To solve the equation ((2^x)-7)^2 = 1, we can follow these steps:
Step 1: Take the square root of both sides of the equation to remove the exponent.
√(((2^x)-7)^2) = √1.
Simplifying the square root of 1 on the right side gives:
2^x - 7 = ±1.
Step 2: Solve for two cases, one with the positive square root and another with the negative square root.
Case 1: 2^x - 7 = 1.
Adding 7 to both sides:
2^x = 8.
Step 3: Rewrite 8 as 2^3 since 2^3 = 8.
2^x = 2^3.
Step 4: Since the bases are equal, the exponents must be equal.
x = 3.
Case 2: 2^x - 7 = -1.
Adding 7 to both sides:
2^x = 6.
Step 5: We can see that there is no integer value for x that satisfies 2^x = 6. So, we need to find an approximate value.
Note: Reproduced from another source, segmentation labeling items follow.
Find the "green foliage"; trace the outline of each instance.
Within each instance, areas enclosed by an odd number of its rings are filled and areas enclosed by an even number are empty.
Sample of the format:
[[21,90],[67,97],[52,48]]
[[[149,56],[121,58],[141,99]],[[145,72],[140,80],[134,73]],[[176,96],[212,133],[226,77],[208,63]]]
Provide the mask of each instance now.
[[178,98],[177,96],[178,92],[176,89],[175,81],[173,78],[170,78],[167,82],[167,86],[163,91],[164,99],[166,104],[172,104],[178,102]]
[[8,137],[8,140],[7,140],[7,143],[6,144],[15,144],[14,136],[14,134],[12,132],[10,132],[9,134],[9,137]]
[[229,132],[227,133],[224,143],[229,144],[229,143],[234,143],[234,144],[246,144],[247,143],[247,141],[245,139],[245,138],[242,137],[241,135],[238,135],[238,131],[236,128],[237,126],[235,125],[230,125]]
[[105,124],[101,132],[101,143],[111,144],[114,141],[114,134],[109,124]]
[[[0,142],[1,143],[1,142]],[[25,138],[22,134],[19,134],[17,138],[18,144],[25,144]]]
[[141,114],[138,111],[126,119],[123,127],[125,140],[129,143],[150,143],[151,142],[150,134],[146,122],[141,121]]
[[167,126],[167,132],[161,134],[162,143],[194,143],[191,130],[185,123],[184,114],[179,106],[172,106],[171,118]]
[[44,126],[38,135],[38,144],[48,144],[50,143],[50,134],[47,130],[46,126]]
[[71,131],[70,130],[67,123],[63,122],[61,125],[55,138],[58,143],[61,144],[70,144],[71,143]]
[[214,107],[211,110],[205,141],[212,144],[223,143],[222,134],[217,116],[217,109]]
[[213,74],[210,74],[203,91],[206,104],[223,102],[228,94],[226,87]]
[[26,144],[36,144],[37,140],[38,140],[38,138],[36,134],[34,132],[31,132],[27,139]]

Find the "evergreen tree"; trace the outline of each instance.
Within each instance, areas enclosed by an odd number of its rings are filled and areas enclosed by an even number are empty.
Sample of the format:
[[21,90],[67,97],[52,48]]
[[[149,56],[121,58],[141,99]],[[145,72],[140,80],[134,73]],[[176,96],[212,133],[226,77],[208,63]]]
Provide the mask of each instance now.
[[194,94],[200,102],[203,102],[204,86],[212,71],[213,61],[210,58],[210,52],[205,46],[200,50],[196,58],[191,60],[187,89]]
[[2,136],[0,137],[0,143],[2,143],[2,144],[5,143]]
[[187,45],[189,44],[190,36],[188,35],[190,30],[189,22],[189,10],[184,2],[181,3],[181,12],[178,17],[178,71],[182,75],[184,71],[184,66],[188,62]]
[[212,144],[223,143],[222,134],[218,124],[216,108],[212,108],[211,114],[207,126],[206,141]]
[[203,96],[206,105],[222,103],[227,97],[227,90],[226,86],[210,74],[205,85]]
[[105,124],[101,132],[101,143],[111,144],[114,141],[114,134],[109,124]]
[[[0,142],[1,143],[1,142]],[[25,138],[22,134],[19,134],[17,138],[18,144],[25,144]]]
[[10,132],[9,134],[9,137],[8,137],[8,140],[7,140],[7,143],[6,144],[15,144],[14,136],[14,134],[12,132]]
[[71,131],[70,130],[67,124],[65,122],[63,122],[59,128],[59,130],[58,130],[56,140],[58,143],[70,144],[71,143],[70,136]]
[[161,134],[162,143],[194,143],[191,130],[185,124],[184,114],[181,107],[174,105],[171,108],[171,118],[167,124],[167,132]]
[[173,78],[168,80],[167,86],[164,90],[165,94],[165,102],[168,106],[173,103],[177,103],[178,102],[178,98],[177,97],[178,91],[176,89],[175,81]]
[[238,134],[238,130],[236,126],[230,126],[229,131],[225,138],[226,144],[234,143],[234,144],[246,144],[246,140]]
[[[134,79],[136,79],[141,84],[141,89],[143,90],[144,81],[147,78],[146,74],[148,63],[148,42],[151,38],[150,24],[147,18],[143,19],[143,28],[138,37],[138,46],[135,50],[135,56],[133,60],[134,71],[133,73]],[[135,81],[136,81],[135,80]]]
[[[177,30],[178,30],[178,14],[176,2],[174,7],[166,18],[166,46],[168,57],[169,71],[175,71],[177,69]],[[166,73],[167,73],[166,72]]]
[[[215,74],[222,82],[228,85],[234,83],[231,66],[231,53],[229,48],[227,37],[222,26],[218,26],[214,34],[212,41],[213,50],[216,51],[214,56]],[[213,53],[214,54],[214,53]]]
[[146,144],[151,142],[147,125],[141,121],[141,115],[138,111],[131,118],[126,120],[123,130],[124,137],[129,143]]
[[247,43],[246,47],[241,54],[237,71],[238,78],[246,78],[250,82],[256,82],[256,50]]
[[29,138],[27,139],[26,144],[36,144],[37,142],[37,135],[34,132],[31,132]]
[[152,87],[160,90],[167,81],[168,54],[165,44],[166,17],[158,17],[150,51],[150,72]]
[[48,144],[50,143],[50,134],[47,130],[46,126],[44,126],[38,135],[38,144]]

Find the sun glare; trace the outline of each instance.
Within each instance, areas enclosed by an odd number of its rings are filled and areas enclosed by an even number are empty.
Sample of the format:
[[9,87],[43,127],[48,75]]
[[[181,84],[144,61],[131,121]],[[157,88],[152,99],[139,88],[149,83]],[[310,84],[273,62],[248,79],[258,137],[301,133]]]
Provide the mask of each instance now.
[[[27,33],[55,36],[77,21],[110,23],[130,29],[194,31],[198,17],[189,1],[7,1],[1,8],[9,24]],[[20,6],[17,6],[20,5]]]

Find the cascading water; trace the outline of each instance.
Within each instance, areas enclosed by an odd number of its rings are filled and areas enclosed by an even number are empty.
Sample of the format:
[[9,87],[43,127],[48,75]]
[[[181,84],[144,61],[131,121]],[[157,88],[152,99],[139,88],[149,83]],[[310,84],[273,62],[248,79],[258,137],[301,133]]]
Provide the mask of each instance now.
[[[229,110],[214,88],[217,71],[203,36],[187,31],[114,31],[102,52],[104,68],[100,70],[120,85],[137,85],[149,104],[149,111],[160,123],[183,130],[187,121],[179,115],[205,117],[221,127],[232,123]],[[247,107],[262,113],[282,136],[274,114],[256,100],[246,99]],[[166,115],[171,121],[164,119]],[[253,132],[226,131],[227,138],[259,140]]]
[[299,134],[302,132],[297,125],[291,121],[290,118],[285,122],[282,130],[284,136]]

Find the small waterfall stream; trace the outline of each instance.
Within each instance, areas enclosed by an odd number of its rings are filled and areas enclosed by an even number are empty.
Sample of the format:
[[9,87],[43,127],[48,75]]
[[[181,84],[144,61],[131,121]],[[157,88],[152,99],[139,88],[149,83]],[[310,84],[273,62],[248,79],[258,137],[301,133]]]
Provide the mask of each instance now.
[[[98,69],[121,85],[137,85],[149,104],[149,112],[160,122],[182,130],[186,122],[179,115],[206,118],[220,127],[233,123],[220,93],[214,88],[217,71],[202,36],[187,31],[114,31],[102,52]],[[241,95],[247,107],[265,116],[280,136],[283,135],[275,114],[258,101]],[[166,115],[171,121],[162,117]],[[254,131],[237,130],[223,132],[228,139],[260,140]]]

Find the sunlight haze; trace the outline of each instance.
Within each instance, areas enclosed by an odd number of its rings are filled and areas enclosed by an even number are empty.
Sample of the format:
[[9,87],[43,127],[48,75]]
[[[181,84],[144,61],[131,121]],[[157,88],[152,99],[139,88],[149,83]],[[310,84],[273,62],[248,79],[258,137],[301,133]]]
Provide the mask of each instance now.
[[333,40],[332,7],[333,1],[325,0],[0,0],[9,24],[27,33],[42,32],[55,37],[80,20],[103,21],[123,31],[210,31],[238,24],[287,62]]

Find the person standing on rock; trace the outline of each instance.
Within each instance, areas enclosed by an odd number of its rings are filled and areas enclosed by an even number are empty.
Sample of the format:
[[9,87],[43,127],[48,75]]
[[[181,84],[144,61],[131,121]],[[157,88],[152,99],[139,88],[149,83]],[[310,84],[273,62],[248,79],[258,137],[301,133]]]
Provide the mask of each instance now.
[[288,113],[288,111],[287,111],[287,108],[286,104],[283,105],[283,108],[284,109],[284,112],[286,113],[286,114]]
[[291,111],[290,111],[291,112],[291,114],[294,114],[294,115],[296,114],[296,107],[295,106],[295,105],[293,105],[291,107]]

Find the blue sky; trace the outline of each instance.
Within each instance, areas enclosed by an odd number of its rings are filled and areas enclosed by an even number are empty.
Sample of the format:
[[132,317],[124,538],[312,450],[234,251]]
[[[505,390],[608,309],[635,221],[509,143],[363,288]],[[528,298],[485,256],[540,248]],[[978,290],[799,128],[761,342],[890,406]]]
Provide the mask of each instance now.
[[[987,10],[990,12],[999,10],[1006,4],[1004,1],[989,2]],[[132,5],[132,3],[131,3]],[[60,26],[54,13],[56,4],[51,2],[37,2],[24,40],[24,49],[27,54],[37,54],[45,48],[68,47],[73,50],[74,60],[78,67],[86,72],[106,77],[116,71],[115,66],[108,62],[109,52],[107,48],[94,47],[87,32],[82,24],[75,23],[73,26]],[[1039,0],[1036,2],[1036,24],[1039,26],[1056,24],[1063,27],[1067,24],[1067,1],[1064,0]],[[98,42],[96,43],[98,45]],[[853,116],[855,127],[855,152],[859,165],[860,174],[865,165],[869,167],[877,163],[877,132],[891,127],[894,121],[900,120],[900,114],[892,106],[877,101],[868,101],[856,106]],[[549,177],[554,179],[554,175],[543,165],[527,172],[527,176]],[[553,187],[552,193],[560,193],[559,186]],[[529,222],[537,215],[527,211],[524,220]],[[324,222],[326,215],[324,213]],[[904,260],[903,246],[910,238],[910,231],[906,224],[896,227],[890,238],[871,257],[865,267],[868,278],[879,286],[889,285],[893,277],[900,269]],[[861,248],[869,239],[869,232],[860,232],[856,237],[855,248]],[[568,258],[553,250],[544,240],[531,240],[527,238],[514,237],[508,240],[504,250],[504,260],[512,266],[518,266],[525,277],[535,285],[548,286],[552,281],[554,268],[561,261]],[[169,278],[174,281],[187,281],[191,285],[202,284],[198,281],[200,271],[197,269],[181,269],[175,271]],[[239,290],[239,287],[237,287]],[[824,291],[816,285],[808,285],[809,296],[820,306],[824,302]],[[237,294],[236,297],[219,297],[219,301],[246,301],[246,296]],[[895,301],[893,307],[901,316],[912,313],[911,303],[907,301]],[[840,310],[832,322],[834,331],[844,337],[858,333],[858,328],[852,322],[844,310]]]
Step 6: Take the logarithm of both sides of the equation with base 2 to solve for x.
log2(2^x) = log2(6).
Using the logarithmic property of exponents:
x * log2(2) = log2(6).
Since log2(2) equals 1:
x = log2(6).
Using a calculator, we can find that log2(6) ≈ 2.58496.
Step 7: Round the solution to three significant figures.
Therefore, x ≈ 2.58 (rounded to three significant figures).
So, the two solutions to the equation are x = 3 and x ≈ 2.58.